Moments later, Monique Sheffield, who has replaced Cupid as the county commissioner representing south Cobb, laid out her vision for her district, one that looks more like Cobb’s second largest city, Smyrna.
More high-density, high-quality housing, Sheffield said, will lure commercial development, bringing area residents the amenities enjoyed by other parts of the county.
The future District 4 “may be similar to our neighbors over in Smyrna, without the density of course,” she said, before adding: “But obviously, that will require some level of density, for us to get those things or amenities that we have been asking for. And those are the restaurants. But builders are looking for rooftops. We can’t have restaurants and those types of business … sustain themselves during the daytime if there’s no daytime traffic there.”

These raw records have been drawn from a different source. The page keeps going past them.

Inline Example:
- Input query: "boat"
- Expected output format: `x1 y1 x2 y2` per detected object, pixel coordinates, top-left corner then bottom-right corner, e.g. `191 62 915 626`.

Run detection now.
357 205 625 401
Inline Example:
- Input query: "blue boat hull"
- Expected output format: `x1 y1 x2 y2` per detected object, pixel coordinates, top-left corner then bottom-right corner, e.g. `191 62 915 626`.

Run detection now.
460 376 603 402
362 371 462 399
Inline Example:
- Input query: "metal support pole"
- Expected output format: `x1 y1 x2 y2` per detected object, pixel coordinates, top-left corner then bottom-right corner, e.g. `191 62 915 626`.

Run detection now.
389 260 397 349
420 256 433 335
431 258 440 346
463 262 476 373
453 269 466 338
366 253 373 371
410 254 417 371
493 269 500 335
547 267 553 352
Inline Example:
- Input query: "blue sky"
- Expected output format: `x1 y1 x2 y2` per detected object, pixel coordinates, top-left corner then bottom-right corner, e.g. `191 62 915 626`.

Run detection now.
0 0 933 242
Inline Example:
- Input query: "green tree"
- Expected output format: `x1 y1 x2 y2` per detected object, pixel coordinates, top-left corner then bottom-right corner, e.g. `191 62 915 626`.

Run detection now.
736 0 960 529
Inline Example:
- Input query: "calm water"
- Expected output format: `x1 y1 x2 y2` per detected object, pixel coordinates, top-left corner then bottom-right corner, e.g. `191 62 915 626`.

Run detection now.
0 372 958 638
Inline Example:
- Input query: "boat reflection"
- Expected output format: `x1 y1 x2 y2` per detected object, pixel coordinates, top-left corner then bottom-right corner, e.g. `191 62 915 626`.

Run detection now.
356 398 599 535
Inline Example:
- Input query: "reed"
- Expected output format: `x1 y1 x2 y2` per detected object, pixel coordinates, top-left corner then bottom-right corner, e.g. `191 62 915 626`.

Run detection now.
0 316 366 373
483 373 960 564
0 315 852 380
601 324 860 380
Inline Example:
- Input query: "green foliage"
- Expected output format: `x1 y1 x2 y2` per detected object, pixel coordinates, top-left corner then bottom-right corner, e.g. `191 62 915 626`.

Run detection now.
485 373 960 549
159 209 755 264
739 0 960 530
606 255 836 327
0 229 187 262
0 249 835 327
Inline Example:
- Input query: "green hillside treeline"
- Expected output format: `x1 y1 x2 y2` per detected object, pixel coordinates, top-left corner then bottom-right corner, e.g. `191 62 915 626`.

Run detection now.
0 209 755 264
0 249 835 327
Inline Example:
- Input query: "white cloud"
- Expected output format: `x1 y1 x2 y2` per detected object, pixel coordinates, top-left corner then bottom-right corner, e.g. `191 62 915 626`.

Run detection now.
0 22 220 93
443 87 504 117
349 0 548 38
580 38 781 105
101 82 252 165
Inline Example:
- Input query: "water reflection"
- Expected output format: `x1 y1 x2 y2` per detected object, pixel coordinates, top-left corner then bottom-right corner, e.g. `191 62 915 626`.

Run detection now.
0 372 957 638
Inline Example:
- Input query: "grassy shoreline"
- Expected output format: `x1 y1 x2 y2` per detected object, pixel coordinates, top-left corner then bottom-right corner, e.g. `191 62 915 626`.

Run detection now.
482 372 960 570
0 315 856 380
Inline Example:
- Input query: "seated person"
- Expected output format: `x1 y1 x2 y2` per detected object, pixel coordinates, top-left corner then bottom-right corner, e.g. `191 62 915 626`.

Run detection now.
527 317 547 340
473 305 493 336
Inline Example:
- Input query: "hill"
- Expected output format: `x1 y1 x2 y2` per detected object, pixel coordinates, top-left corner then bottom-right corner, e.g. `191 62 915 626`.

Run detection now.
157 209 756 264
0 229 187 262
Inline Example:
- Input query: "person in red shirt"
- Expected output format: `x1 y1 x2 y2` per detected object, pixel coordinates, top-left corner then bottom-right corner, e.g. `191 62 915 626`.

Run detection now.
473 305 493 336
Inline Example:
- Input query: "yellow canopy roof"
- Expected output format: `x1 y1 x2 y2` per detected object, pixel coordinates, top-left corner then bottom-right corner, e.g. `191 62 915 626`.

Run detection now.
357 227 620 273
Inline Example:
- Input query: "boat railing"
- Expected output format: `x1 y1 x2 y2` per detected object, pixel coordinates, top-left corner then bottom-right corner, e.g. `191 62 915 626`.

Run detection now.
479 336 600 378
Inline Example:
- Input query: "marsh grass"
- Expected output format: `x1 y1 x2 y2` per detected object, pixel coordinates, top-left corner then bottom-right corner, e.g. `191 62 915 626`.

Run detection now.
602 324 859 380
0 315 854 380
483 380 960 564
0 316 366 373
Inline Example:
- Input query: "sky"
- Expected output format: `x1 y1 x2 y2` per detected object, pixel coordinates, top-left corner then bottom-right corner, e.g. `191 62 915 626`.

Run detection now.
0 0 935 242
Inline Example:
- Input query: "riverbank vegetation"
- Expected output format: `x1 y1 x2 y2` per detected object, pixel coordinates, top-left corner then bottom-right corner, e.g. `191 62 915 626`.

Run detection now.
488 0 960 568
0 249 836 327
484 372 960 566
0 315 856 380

Reprising other themes of her campaign, Sheffield said she would push for better code enforcement in her district as well as changes to the county’s zoning ordinance, although she did not detail any suggested changes.
For the first time in decades, Democrats are a majority on the county’s governing board. Cupid, Sheffield and east Cobb Commissioner Jerica Richardson each won their respective races in November, flipping a board that had long been dominated by Republicans. They have downplayed their partisan affiliation, however, saying their decisions won’t be determined by party but county wellbeing.
Specific issues aside, Cupid said she has five goals as county chair: to govern with openness and transparency; to make intelligent, data-driven decisions; to ensure the county’s success is “shared by all”; to be innovative; and to invest in the county’s infrastructure and people.